Clustering​

Clustering is an important step in our process, designed to reduce the noise and make it easier to analyze the results by grouping similar articles and showing only one high-quality article from each group.

How does it work?

At the end of our pipeline, we retrieve articles discussing controversies for each company. The same controversy event could be covered in different articles by different sources, or in one article posted by multiple sources, resulting in duplicates. Our clustering models help us link multiple articles across languages corresponding to the same event, to avoid generating too many different outputs.

The idea is to:

  • Measure daily the similarity between articles mentioning the given company
  • Group articles with a similarity indicator greater than a given threshold in one cluster
  • Display only one article from each cluster. The article chosen is the one with the best source reliability score and quality score, ensuring it is the most relevant.

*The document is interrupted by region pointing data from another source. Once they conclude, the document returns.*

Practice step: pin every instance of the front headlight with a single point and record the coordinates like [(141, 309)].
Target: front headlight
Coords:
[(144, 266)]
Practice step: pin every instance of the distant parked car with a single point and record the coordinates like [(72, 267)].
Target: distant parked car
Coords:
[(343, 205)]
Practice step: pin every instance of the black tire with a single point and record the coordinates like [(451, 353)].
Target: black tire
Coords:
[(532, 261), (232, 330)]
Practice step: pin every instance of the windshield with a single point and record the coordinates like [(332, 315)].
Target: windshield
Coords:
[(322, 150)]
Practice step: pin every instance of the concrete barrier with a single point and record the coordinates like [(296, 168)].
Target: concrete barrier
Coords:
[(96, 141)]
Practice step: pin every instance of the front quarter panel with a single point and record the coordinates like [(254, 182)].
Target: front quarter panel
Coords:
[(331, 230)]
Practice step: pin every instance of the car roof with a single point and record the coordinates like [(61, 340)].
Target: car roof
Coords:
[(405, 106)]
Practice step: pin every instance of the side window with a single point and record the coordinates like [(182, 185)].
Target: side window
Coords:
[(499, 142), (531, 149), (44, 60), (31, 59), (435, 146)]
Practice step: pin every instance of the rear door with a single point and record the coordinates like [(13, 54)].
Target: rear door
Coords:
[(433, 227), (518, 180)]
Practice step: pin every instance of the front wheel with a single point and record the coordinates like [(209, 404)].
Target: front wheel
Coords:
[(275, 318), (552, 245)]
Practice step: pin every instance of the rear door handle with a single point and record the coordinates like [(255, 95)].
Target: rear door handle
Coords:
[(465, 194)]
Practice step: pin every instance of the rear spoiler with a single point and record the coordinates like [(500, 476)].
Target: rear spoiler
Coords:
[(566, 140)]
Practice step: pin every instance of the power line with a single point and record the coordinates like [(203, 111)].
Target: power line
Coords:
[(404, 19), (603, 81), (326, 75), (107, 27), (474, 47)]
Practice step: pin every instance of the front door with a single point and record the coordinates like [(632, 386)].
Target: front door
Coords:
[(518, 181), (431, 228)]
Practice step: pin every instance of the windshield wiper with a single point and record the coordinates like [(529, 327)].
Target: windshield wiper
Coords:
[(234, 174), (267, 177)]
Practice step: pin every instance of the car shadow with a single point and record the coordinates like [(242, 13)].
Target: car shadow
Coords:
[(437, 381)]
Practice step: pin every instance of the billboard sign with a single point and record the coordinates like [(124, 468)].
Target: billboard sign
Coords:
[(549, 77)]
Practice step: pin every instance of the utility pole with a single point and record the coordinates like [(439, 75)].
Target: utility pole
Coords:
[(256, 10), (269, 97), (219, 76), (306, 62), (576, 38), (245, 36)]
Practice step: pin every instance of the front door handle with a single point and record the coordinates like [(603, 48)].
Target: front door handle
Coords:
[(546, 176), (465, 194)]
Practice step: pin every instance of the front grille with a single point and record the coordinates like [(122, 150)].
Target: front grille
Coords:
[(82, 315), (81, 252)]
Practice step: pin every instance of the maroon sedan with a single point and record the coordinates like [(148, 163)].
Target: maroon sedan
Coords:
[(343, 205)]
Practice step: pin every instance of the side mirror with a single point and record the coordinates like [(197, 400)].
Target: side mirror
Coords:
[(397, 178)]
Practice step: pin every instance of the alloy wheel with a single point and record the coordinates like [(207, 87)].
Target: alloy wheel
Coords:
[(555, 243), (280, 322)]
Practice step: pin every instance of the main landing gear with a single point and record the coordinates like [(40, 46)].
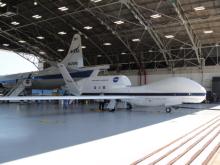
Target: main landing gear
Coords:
[(168, 109)]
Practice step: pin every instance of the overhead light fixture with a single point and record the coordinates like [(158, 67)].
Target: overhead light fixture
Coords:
[(199, 8), (15, 23), (208, 31), (64, 8), (88, 27), (136, 40), (60, 50), (22, 41), (37, 16), (119, 22), (2, 4), (169, 36), (155, 16), (96, 1), (40, 37), (42, 53), (107, 44), (6, 45), (62, 33)]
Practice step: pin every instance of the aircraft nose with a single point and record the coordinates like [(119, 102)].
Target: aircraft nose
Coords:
[(203, 90)]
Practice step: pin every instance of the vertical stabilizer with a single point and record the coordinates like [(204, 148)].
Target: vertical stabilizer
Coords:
[(71, 85), (74, 58)]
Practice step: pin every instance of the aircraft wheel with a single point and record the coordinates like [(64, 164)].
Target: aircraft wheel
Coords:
[(129, 106), (168, 109), (111, 110)]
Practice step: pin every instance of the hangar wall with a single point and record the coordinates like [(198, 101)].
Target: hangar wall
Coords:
[(204, 77)]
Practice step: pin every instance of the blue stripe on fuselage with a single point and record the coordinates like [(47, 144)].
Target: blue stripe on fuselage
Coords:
[(79, 74), (145, 94)]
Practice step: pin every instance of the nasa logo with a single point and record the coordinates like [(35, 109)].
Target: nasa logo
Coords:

To do this, we have two clusterings.

First Clustering: Jaccard Similarity

In the first clustering, we look for articles that are identical with a slight difference in the title. This case is handled by the Jaccard similarity between the titles.

Jaccard Similarity

Jaccard similarity is a measure of similarity between two sets of data, defined as the size of the intersection of the sets divided by the size of their union. In other words, it quantifies the amount of overlap between the two sets. The Jaccard similarity coefficient ranges between 0 and 1, where 0 indicates no overlap between the sets, and 1 indicates complete overlap (i.e., the sets are identical).

Second Clustering: Semantic Clustering

After the first layer of clustering, which removes articles that have a lot of keywords in common, comes a second layer of clustering: semantic clustering. Semantic clustering relies on machine learning and can detect duplicates even if the articles employ different words or are in different languages.

Semantic clustering relies on two models, an embedding model and a clustering model. The embedding model calculates for each article a vector that is supposed to capture the meaning of the article. Two articles that treat the same topic will be close in the embedding space. Next, we use a clustering model to group the articles into clusters.